We maintain that we are loyal to certain ideals, that we are loyal to the ideal of democracy, the ideal of a multi-racial community, and the rule of law. Are we in fact going to act up to those ideals? Or are we going to qualify them? Are we going to say, "Of course the black Africans can have majority rule in a country provided that there are not too many white people in that country"? Are we going to say, "Of course we support the rule of law, but not for our cousins"? It has never been the doctrine of British law, so far as I know, that we temper the law to our friends, our kith and kin. On the contrary, it has been one of the hard, fundamental principles of British law that everybody is treated equally under it.

The fact that the ex-Government of Rhodesia are of the same colour and of the same kinship as ourselves makes their action all the more shameful and all the more alarming.

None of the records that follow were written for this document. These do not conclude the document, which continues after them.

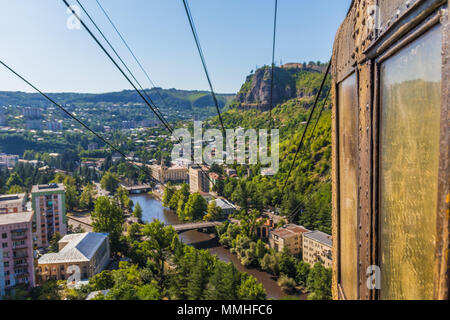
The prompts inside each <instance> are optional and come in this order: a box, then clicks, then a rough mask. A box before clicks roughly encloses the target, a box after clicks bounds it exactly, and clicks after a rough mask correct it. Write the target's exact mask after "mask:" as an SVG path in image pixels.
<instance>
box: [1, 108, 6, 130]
mask: <svg viewBox="0 0 450 320" xmlns="http://www.w3.org/2000/svg"><path fill="white" fill-rule="evenodd" d="M5 123H6V120H5V113H4V112H3V109H0V126H4V125H5Z"/></svg>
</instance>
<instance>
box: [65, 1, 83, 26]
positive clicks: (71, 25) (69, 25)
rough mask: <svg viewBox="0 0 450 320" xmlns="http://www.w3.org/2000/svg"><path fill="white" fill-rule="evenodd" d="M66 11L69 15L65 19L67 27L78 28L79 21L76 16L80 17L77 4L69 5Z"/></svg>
mask: <svg viewBox="0 0 450 320" xmlns="http://www.w3.org/2000/svg"><path fill="white" fill-rule="evenodd" d="M66 13H67V14H68V15H69V17H68V18H67V20H66V26H67V29H69V30H80V29H81V22H80V20H79V19H78V17H81V9H80V7H79V6H77V5H71V6H70V8H67V10H66ZM77 16H78V17H77Z"/></svg>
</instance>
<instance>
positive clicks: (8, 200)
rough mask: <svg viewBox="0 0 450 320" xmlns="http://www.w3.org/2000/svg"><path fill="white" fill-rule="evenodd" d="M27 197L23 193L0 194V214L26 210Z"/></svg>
mask: <svg viewBox="0 0 450 320" xmlns="http://www.w3.org/2000/svg"><path fill="white" fill-rule="evenodd" d="M26 206H27V197H26V195H25V193H18V194H6V195H1V196H0V214H6V213H18V212H22V211H26Z"/></svg>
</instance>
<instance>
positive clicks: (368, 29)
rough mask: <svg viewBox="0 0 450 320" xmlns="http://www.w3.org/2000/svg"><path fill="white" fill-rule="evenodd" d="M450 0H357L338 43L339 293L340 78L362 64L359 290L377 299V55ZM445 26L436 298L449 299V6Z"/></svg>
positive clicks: (333, 121)
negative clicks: (367, 284)
mask: <svg viewBox="0 0 450 320" xmlns="http://www.w3.org/2000/svg"><path fill="white" fill-rule="evenodd" d="M448 2H449V0H367V1H364V0H354V1H353V3H352V7H351V9H350V11H349V13H348V15H347V18H346V19H345V20H344V22H343V23H342V25H341V26H340V28H339V30H338V32H337V34H336V38H335V43H334V47H333V58H332V63H333V66H332V79H333V86H332V95H333V102H334V105H333V110H332V143H333V148H332V193H333V197H332V218H333V223H332V229H333V230H332V231H333V286H332V293H333V298H334V299H344V298H345V296H344V294H345V293H344V292H343V291H342V288H341V287H340V285H339V259H340V256H339V248H340V244H339V241H340V239H339V230H338V226H339V194H338V192H339V173H338V171H339V170H338V163H339V161H338V159H339V154H338V147H337V144H338V135H337V130H338V129H339V128H338V121H337V110H336V108H337V100H338V99H337V98H338V97H337V95H338V93H337V92H336V91H337V90H336V88H337V84H339V83H340V82H341V81H342V80H344V79H345V78H346V77H347V76H348V75H350V74H351V73H352V72H354V71H355V70H357V72H358V78H359V110H355V112H357V113H359V130H360V131H359V141H360V142H359V146H358V149H359V168H360V174H359V181H360V182H359V198H358V201H359V202H358V203H359V206H358V215H359V221H360V224H359V226H358V230H359V243H358V248H359V255H358V256H359V264H358V267H359V293H360V299H377V298H378V292H377V290H369V289H367V287H366V269H367V267H368V266H370V265H373V264H377V263H378V261H377V260H378V238H377V237H378V216H377V210H378V209H377V208H378V203H377V198H378V193H377V192H378V190H377V188H378V185H377V177H378V160H377V159H378V154H377V148H378V145H377V143H378V142H377V138H378V132H377V130H378V125H379V124H378V114H377V105H378V102H377V100H378V96H377V94H378V92H377V91H378V87H377V81H378V80H377V79H378V75H377V70H376V65H375V64H374V61H375V59H376V58H378V57H379V56H380V55H381V54H384V53H385V52H386V51H387V50H388V49H391V48H392V46H393V44H397V43H398V42H399V40H400V39H403V38H404V37H405V35H407V34H409V33H411V32H412V30H414V29H415V28H417V27H418V26H423V24H425V21H426V19H428V18H429V17H430V16H431V14H436V12H437V11H438V10H441V9H439V8H440V7H442V5H445V4H448ZM375 5H377V6H378V8H379V11H378V13H379V17H376V14H377V12H373V10H371V9H372V8H373V7H374V6H375ZM441 14H442V16H443V18H442V21H441V23H442V25H443V26H444V28H445V31H444V39H443V52H444V56H443V70H442V116H441V151H440V163H439V166H440V171H439V186H438V188H439V189H438V195H436V196H437V197H438V212H437V218H438V219H437V238H436V239H437V247H436V267H435V270H436V271H435V274H436V277H435V279H436V280H435V294H434V296H435V298H438V299H448V298H449V294H448V287H449V224H450V211H449V210H450V193H449V183H450V168H449V156H450V150H449V149H450V148H449V145H450V139H449V138H450V110H449V102H450V96H449V95H450V90H449V87H450V66H449V63H448V62H449V60H450V55H449V46H450V39H449V37H450V36H449V33H450V32H449V30H450V27H449V22H448V10H447V11H445V12H441ZM374 18H380V19H379V22H380V24H379V25H378V27H379V28H375V29H370V28H369V23H368V22H369V21H370V19H372V20H373V19H374Z"/></svg>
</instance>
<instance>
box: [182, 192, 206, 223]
mask: <svg viewBox="0 0 450 320" xmlns="http://www.w3.org/2000/svg"><path fill="white" fill-rule="evenodd" d="M207 206H208V204H207V202H206V200H205V199H204V198H203V197H202V196H201V195H200V193H194V194H191V195H190V196H189V199H188V201H187V203H186V205H185V207H184V220H188V221H195V220H201V219H203V215H204V212H205V211H206V209H207Z"/></svg>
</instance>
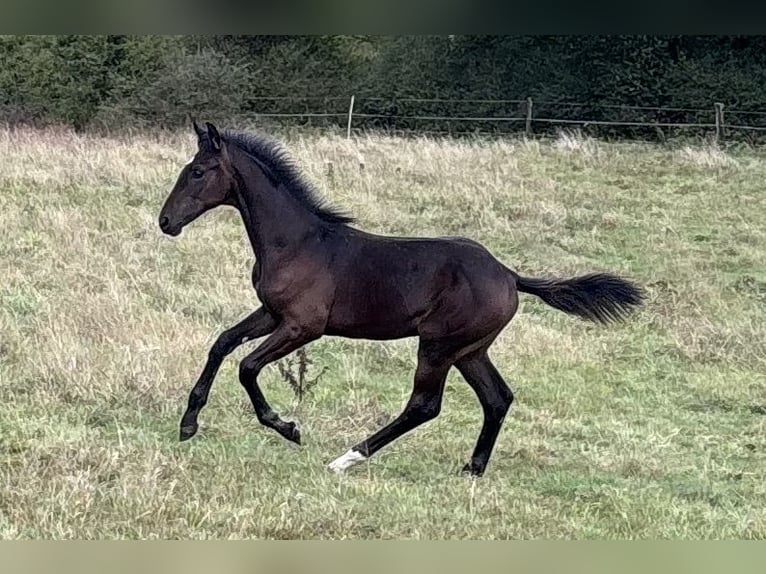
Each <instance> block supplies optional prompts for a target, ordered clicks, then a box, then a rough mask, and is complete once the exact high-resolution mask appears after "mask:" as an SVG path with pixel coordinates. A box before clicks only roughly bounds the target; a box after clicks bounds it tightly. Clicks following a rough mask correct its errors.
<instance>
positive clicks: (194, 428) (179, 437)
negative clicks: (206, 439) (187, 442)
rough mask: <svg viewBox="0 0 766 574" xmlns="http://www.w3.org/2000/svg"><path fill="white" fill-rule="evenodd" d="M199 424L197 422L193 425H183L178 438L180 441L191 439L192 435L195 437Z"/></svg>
mask: <svg viewBox="0 0 766 574" xmlns="http://www.w3.org/2000/svg"><path fill="white" fill-rule="evenodd" d="M198 428H199V426H198V425H197V424H193V425H187V426H183V427H181V432H180V433H179V435H178V440H179V441H180V442H184V441H185V440H189V439H190V438H191V437H193V436H194V435H195V434H197V429H198Z"/></svg>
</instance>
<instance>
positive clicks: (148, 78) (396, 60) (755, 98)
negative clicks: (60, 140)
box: [0, 35, 766, 129]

But it is apparent that in many quarters in this country they have considerable sympathy. I believe that this is a disturbing situation. The handling of this crisis by the British Government may well affect our standing and reputation in the world and in the Commonwealth, and may have deep-rooted results upon the temper of this country itself and the self-confidence of the British in their ability to conduct their affairs with sincerity and to stand up for those ideals which they profess.

I say quite firmly that I am in favour, if we have to take action, of taking short, sharp, effective action. Mr. Smith's Government are a rebel Government, and when we talk of what flows from an act of rebellion, serious consequences flow at common law from an act of rebellion, quite apart from what may happen after the introduction of Monday's Bill.

I reiterate that I believe the Archbishop was right to say that this was a moral issue and that he was also right to say that, in defence of the law and of morality, we cannot say the use of force would be wrong. I have never heard of Christians objecting to the use of force in such cases. But I heartily agree that force can only be the last resort which, though it cannot be ruled out, would add to the tragedy which we are witnessing, and would not by itself obtain any lasting solution in Rhodesia.

The Prime Minister has made it clear that the only event in which he contemplates the use of force is a state of internal chaos, but I would like the House to consider the position of those officials in Rhodesia who remain loyal to their oath. I feel deeply for them, and I should feel ashamed if, supposing a situation were to arise in which they have the chance to make good their loyalty, this country did not go to their aid. I do not believe anyone in this House would like to say that we have abandoned those who are loyal to the Queen. I trust that this will not arise, and I fully accept the great difficulty in giving advice to those people, but they must be very much in our minds.

When the Prime Minister intervened today, I do not think he made the matter much clearer. No one, we hope, will refuse to do something which is clearly contrary to his conscience and natural justice. If an official were ordered to enter a detention camp and to shoot the occupants it would be something which I feel an official should refuse to do, U.D.I, or no U.D.I. But the question is, how are they to conduct themselves given that there is a rebel authority in their land? Probably the most they can do is to say they must keep basic services going, but they certainly should not go beyond that if they can avoid it, and in the long run their duty is to try to restore sanity in that country.

The Government have chosen the way of sanctions. With this I agree, and I understand that, in principle, the Conservative Party agrees, too. Where there is some danger of disagreement is over the severity of the sanctions which are to be applied. I see no point whatever in applying ineffective sanctions. It would be much better to have no sanctions than to do that.

If it is asked what is the purpose of these sanctions, the purpose is to uphold the law and restore sanity. They are the method chosen by the Government and, in general, supported by the Conservative Party for the purpose of bringing the people of Rhodesia back to sanity and trying to get a reasonable government in that country.